While studying with CS for the last 8 months or so I’ve come to learn the difference, well actually no difference, between my r.e.a.l life and my r.e.e.l life, and how one will affect the other. Through her work, I also see my real life and reel life in very new lights, but it’s always a practice, but a practice that I enjoy no matter how butt-kicking.
One step in this practice is to see a script/movie for what the writer intended, rather than with my opinions or the opinions of the actors/directors/producers… This is where everyone I love stops watching movies with me because I ruin them at the end when we grab coffee (tea!) to ‘discuss’ what we’ve just watched. Hopefully these Real Life Reel Life posts will turn into discussions with people on here.
This is not an opinion- if it were, mine are all crap anyway.
This is merely what I saw, or didn’t see, in the film.
Others could see something different.
There is no judgement on anyone who worked on the film, what-so-ever.
There is no good or bad, right or wrong.
I saw The Lucky One. I’m a sucker for romantic films, as like most females, but this one I had high hopes for because some were saying it was the next best Nicholas Sparks film since The Notebook. The reason I loved The Notebook so much was because it’s life imitating art, or art imitating life (REAL = REEL). There were two people falling in love on screen and off, and the director was smart enough to catch it on film. The Lucky One was not as lucky.

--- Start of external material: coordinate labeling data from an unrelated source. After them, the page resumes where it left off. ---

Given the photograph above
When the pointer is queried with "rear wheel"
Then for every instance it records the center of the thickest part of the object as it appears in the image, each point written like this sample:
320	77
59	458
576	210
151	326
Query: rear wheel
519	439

Oh, first off, Zac Efron plays the main guy, a marine. Taylor Schilling plays the love interest; she has a son from a previous marriage. Blythe Danner plays the grandma to Taylor Schilling’s character. Yay, introductions!
Before seeing the film, I read that Zac had gone and talked with marines and studied them, and I assume went through a lot of training. I could see that (not only in his acting, but he was looking very good as well). The thing I didn’t see was the emotional, visceral connection to Zac’s life and the most important thing that he’s lost or could lose, whatever that could be, that his character had to being a marine. There was a connection to the marines he talked to or heard about, but it didn’t seem like there was a connection as if Zac Efron had actually been a marine, and had lost a friend, and had shot a man. If there were- it would had been another layer added onto his character that could have brought out a little bit more.
The whole story line is beautiful. The trailer sums it all up, and I fell in love with the whole idea before the movie was even out. I was very excited to see Taylor Schilling just because I didn’t know of her, and I was happy for her! It seemed as if Zac and Taylor’s relationship together missed a bit. I don’t think either of them had the loves of their life over there like the characters did. There was chemistry, obviously lots of it in the sex scenes, but it didn’t seem as if the two knew the other person was the love of their life and that they couldn’t live without them. Just another layer that I think was missed out on.
Zac’s interaction with the young boy, in my stupid opinion, was amazing. Zac knew that the little boy was his little brother, or nephew, or someone who looked up to him. Zac had that connection, and that connection was brought through on film between the two characters and it was great to see.
The connection between Taylor and Blythe was the same thing. They both knew who they were talking to.
There are a couple other relationships that I could go through, but it’s not necessary to get the idea of the movie across.
Whenever I saw Zac’s character and his dog Zeus together, I pretty much cracked a tear.
Ugh, I love dog and human relationships.
Everyone loves a good love story, and this is it.